What to Do if You're Still Not Sure What You're Dealing With
If you're still not sure if you're dealing with skin purging or active breakouts, make a short pause and don't use the product for at least a week or two.
Pay attention to how your skin looks and feels after a week or so. If the pimples have subsided, but you still see some unevenness on your skin, you should continue using the product as it was most likely a purge. In the case your skin is much better after a break, smooth, clear, and redness-free, it's a good sign that the product actually irritated your skin in some way, and you should probably stop using it.
Admittedly, skin purging is quite an annoying and unpleasant phase – but it's definitely worth the trouble as it's only a sign that beautiful skin is just within your reach. So listen to your skin and learn the differences between purging and breakouts so that you can give it the best care possible. And yes, be patient since the best things are always worth the wait.

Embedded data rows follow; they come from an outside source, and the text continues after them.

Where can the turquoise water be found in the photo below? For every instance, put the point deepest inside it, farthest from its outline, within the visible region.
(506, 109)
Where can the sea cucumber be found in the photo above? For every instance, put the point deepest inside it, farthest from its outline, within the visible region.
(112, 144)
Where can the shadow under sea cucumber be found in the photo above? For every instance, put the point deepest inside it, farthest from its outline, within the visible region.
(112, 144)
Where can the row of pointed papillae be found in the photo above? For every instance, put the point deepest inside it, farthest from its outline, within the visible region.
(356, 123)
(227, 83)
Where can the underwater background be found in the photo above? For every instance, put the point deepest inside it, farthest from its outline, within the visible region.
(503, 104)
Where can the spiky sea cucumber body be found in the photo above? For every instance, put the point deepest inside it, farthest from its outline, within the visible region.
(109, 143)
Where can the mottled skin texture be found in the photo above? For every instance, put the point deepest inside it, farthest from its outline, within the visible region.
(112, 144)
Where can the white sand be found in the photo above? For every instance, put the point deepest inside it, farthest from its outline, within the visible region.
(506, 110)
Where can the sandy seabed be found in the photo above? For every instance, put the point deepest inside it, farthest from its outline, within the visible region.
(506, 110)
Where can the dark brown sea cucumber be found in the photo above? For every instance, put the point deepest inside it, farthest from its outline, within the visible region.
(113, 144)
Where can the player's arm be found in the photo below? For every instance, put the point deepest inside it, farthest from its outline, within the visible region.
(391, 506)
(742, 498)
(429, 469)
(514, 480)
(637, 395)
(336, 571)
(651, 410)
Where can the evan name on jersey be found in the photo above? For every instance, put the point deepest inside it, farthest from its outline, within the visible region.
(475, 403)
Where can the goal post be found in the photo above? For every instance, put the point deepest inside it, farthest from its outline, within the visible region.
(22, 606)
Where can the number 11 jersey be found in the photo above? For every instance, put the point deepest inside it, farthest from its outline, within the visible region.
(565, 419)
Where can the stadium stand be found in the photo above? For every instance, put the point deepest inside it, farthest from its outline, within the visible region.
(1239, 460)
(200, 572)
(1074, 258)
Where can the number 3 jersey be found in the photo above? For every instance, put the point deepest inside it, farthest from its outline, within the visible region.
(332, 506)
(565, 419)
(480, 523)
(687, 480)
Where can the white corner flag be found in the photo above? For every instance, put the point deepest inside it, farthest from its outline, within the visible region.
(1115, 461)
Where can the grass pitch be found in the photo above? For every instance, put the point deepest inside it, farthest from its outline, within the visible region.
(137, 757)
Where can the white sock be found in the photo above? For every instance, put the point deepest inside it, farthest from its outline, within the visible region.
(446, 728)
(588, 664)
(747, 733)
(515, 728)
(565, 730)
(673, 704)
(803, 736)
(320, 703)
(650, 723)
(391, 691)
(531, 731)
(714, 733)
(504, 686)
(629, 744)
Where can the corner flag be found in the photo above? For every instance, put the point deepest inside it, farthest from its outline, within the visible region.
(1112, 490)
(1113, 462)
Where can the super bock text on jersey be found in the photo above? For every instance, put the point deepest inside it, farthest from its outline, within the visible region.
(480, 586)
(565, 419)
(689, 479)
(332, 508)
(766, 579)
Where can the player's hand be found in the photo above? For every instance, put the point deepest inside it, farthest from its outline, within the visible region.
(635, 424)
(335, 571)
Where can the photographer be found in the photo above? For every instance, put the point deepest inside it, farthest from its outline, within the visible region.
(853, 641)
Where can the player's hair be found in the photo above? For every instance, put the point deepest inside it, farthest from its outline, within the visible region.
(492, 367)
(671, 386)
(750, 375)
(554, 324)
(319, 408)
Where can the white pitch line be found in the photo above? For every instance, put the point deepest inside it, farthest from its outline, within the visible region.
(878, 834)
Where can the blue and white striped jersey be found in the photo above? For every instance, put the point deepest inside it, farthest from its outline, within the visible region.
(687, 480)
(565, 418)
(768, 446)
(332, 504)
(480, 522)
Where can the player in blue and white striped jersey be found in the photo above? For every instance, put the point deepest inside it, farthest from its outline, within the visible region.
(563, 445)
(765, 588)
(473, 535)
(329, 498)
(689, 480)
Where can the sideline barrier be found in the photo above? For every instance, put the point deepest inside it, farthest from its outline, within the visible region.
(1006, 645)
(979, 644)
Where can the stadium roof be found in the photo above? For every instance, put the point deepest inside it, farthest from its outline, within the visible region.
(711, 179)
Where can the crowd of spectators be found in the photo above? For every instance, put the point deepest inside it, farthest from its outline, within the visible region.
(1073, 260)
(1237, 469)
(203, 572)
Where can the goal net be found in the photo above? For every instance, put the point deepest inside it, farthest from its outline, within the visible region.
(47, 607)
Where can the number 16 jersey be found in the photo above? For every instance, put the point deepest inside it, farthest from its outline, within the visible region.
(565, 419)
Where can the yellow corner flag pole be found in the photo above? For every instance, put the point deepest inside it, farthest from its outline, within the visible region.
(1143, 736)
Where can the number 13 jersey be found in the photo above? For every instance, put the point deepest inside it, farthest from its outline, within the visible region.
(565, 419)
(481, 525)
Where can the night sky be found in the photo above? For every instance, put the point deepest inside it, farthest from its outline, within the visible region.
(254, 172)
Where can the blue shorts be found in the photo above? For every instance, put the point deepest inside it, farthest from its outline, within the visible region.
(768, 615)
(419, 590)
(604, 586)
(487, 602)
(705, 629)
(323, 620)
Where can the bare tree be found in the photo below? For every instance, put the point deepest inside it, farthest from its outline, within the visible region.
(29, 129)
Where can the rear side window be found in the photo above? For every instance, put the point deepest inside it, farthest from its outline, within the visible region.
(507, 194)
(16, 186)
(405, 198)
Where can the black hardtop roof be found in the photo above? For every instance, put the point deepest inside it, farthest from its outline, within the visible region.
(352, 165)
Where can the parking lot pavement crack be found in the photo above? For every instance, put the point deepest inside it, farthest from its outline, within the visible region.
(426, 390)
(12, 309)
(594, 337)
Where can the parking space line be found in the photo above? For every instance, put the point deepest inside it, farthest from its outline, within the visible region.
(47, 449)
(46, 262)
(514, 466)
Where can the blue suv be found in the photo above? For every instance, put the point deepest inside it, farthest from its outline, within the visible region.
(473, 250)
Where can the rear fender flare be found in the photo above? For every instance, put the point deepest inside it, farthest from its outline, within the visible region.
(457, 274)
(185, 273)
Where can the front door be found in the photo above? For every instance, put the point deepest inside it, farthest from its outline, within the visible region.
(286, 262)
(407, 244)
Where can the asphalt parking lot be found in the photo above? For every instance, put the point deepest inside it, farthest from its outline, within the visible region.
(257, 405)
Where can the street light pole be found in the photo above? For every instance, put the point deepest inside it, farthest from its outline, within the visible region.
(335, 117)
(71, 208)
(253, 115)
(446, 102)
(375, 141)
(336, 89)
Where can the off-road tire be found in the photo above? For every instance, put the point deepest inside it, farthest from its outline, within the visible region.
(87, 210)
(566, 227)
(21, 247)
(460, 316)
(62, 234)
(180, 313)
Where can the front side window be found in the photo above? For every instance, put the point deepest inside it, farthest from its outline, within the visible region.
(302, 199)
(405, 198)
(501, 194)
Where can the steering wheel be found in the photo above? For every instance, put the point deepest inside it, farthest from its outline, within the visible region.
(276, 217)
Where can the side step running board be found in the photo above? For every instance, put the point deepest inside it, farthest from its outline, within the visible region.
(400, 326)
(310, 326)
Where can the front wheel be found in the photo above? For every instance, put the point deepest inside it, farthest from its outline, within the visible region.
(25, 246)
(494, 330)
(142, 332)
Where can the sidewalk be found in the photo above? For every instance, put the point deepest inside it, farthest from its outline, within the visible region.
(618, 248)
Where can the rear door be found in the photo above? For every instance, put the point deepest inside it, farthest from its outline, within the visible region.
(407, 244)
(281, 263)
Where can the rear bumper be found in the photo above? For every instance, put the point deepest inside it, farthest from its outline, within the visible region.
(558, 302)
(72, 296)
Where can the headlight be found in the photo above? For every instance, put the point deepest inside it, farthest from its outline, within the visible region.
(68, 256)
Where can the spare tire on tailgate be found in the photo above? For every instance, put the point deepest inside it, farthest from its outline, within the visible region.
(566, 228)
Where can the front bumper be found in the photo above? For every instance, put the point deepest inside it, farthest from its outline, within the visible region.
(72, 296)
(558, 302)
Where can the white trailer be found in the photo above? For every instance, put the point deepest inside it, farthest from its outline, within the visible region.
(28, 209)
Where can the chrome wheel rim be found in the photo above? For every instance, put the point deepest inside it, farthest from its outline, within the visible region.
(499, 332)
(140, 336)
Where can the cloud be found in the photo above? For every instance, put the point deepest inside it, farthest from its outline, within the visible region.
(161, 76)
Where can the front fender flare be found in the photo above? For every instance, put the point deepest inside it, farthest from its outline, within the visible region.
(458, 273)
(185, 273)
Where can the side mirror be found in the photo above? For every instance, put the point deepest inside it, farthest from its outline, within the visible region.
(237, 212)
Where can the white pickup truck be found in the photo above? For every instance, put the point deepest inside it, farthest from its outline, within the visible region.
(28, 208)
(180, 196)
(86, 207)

How do you tell the difference between a purge and a breakout?
Skin purging usually starts a week or so after introducing a skincare product that speeds up the skin cell turnover. It only occurs on those parts of your face where you typically experience blemishes, such as your T-zone. If your skin starts to break out outside of this zone, it's likely being irritated.
What does purging skin look like?
Skin purging usually looks like tiny, red pimples that can sometimes be painful to the touch. Also, you'll probably have more than one of these appearing at once, sometimes paired with new whiteheads and blackheads.
How do I know if my skin is purging or reacting?
The best indicators would be the position on the skin as well as duration. Skin purging usually appears on the forehead, cheeks, and chin and lasts only about four or six weeks.
How long does skin purging last?
Skin purging often lasts about a month to one month and a half. If the blemished and acne persist longer than this, your skin is likely having a bad reaction to the new skincare product.
Should I pop the pimples that are purging?
No, you should never pick your pimples and try to pop them. This will only make the purging process last longer, and it might leave permanent scars.